Mancava, però, un luogo di sosta e presentazione, una sorta di tavolo, un “altare profano” per gustare assieme agli ospiti un buon bicchiere del vino prodotto nell’antico Ronco.
Così, secondo il professor Gian Paolo Gri, antropologo dell’Università di Udine che ha letto la sua relazione durante il rito dell’inaugurazione dell’installazione di Poldelmengo, svoltasi sotto un cielo di nubi minacciose alla presenza dell’assessore comunale, Lorenzo Alessio; dello storico dell’arte, Fulvio Dell’Agnese e di tanti amici e collaboratori dei Vignai da Duline; l’artista ha creato una struttura di ferro altamente simbolica, “una sorta di umbelicus loci che, trattandosi di vino, non poteva che assumere forma e funzione di mensa emergente dalla vigna, per un consumo da condividere”.
«Con questo rito abbiamo voluto celebrare un luogo assai significativo per la nostra azienda e la comunità in cui è attiva – sottolinea Federica Magrini -. Una sorta di vendemmia culturale, dopo quella dei grappoli del nostro prezioso Pinot nero le cui bottiglie, annata 2009, tra poche settimane saranno disponibili per la prima volta sul mercato.

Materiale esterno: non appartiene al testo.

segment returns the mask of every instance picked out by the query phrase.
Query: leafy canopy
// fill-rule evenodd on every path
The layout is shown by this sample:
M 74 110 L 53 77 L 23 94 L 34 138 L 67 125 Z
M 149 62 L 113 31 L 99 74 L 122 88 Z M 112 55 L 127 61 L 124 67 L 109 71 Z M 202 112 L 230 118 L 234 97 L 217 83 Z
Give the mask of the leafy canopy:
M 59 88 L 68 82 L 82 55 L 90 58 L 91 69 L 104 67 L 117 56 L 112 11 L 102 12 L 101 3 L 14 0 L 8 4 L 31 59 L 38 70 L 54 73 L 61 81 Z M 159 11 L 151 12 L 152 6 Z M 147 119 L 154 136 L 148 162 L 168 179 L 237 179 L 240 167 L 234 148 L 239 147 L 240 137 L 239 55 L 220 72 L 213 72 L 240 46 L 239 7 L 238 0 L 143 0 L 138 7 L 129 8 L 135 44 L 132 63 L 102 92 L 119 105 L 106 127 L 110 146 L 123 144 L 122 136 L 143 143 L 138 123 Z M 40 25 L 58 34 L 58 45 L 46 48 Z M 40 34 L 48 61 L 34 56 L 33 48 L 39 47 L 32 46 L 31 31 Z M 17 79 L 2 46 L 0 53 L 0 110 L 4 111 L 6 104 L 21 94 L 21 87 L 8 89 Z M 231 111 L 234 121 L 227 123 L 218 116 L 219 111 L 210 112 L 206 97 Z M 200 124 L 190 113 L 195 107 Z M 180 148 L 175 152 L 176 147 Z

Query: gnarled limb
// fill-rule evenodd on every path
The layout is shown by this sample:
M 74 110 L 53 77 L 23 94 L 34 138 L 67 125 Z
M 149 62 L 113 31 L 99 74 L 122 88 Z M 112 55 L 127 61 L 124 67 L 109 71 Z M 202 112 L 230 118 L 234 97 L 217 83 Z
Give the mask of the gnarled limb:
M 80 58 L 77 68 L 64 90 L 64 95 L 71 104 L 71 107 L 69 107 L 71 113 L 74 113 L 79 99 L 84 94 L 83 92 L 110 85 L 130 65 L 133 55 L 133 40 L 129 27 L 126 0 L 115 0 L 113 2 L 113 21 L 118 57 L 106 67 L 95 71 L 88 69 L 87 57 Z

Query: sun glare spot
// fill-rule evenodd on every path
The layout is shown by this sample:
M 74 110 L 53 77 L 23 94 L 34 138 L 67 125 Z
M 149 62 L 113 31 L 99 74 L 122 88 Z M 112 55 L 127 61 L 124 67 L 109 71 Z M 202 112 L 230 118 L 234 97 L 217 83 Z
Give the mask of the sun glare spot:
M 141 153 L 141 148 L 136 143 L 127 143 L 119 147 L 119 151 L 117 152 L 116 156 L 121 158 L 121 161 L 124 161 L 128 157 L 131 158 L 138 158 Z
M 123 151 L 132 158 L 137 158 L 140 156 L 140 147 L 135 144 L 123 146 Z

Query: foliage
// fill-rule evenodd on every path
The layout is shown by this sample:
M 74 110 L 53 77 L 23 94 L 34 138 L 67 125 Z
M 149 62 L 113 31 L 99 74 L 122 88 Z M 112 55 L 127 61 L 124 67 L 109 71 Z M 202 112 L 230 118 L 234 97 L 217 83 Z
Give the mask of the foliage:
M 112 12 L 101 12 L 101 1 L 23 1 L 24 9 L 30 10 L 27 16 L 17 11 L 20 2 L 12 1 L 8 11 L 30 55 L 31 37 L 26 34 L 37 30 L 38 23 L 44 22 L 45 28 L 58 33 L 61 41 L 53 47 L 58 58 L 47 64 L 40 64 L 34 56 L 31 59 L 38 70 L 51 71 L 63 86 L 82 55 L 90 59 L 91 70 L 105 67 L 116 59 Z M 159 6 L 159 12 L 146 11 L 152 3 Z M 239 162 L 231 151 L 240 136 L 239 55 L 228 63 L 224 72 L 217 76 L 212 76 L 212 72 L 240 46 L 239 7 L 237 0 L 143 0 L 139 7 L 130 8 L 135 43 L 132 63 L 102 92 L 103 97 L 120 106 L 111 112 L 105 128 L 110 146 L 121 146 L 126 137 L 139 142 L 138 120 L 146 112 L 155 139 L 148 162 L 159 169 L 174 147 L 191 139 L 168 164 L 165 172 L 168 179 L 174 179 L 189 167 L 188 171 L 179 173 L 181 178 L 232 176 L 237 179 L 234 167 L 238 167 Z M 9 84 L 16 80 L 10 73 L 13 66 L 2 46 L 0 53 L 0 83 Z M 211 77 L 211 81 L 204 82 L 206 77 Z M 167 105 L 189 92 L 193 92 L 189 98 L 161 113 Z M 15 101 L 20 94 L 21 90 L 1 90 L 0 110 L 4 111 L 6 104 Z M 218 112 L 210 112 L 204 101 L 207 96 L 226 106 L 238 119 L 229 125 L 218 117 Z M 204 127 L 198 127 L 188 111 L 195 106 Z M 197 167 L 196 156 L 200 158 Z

Con “L’impronta del XVI”, anche il processo artistico entra nei processi vinicoli incrociando, con pari dignità di senso, linguaggi diversi».
Per celebrare il Pinot nero, orgoglio di Ronco Pitotti, Poldelmengo ha ideato un tavolo metallico sostenuto da una piramide rovesciata con il vertice conficcato nel terreno e la base d’appoggio composta da un quadrato di quadrati: 16 filari, un numero intagliato in una piastra quadrata per ciascun filare e le piastre interrate in vigna, per quattro stagioni, a impregnarsi delle specificità dei terreni, ora estratte, assemblate e collocate sull’”altare” rugginoso di humus, ben visibile a tutti lungo il percorso campestre del “Sentiero della Sdricca”. Un punto di natura rigida, ma viva, in continuo mutamento, dunque, come i vini che qui si producono.